The Irish Universities Association (IUA) wants a significant step-up in State funding to cater for growing numbers of students and to carry out essential building and equipment upgrades.
It sets out its needs in a preBudget submission, warning the Government that the future competitiveness of the economy is at risk if universities don’t get an “injection of essential resources”.
The universities broke down their 2019 Budget requirements as a €90m increase in core funding, €40m to meet cost increases, such as national pay awards, and €104m for equipment and buildings improvements.
In its submission, the IUA points out that State funding per student in Irish universities has seen a “calamitous drop” to €4,397, half what it was in 2008.
Director general Jim Miley said the 2018 budget brought a modest increase in core funding for higher education, but, based on the analysis in the Cassells Report, the gap remained €550m.
The 2015 report concluded that the system needed an additional €600m a year in core grants by 2021, for day-to-day running costs, as well as €5.5bn for infrastructure by 2030.
The main funding options outlined by Cassells were either higher student fees, linked to a loan system, or a significant increase in State funding – and there is no appetite within Government for either.
Mr Miley said it was 725 days since the Cassells Report had been published and the sector could not “continue to deliver without the politicians of Ireland grasping the funding challenge for the university sector”.
He said they wanted politicians across the Oireachtas to “stop kicking the can down the road”, warning that failure to bridge the funding gap would “damage students’ prospects and threaten the future competitiveness of the economy”.

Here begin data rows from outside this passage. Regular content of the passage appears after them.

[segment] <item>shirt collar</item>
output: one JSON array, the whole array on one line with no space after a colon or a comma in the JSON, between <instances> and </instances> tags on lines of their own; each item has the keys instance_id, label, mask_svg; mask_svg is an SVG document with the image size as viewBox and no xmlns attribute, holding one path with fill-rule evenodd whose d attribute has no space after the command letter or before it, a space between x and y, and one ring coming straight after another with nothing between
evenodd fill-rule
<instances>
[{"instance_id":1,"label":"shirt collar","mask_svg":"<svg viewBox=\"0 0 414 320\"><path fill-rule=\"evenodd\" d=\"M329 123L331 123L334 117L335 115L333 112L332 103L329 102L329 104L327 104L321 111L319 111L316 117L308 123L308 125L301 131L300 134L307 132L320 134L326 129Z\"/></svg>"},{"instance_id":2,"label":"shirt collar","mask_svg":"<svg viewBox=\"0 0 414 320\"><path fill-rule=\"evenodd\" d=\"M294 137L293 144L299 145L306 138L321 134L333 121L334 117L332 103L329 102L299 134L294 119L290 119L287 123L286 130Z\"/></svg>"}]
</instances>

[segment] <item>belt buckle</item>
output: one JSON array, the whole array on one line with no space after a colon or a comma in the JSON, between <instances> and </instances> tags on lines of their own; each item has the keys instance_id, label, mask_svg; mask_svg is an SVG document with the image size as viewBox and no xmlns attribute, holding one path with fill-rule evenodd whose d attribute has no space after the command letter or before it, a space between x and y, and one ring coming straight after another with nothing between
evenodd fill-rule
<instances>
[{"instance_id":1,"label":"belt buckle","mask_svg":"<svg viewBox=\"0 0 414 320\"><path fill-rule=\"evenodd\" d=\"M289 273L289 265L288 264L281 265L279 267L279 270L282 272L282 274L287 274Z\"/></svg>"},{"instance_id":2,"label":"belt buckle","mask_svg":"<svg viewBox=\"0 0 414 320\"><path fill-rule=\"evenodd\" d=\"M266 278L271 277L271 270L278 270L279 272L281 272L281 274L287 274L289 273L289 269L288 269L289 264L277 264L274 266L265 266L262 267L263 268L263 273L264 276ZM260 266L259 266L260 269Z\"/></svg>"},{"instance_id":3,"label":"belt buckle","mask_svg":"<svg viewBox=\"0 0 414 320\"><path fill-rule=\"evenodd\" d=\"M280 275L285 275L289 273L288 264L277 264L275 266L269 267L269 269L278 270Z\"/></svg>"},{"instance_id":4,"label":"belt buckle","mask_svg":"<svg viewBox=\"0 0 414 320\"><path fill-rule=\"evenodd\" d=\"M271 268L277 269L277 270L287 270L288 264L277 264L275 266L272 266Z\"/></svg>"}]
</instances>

While the Cassells Report remains under consideration, the IUA wants Budget 2019 to demonstrate a clear Government commitment that the sector’s calls for a significant increase in funding are being heeded.
According to the IUA, if the institutes of technology are included, the overall additional core funding requirement for higher education next year is about €220m, with further increases of €180m and €230m, needed in 2020 and 2021.
Mr Miley referred to the ongoing decline in the position of Irish universities in international rankings, which is blamed on the decade of cuts.
Concerns about funding and its impact on student experience and international rankings has prompted Ireland’s largest university UCD to devise a range of measures, including an English Language Academy, to generate income to support the recruitment of 500 non-Exchequer-funded academics over the next five years.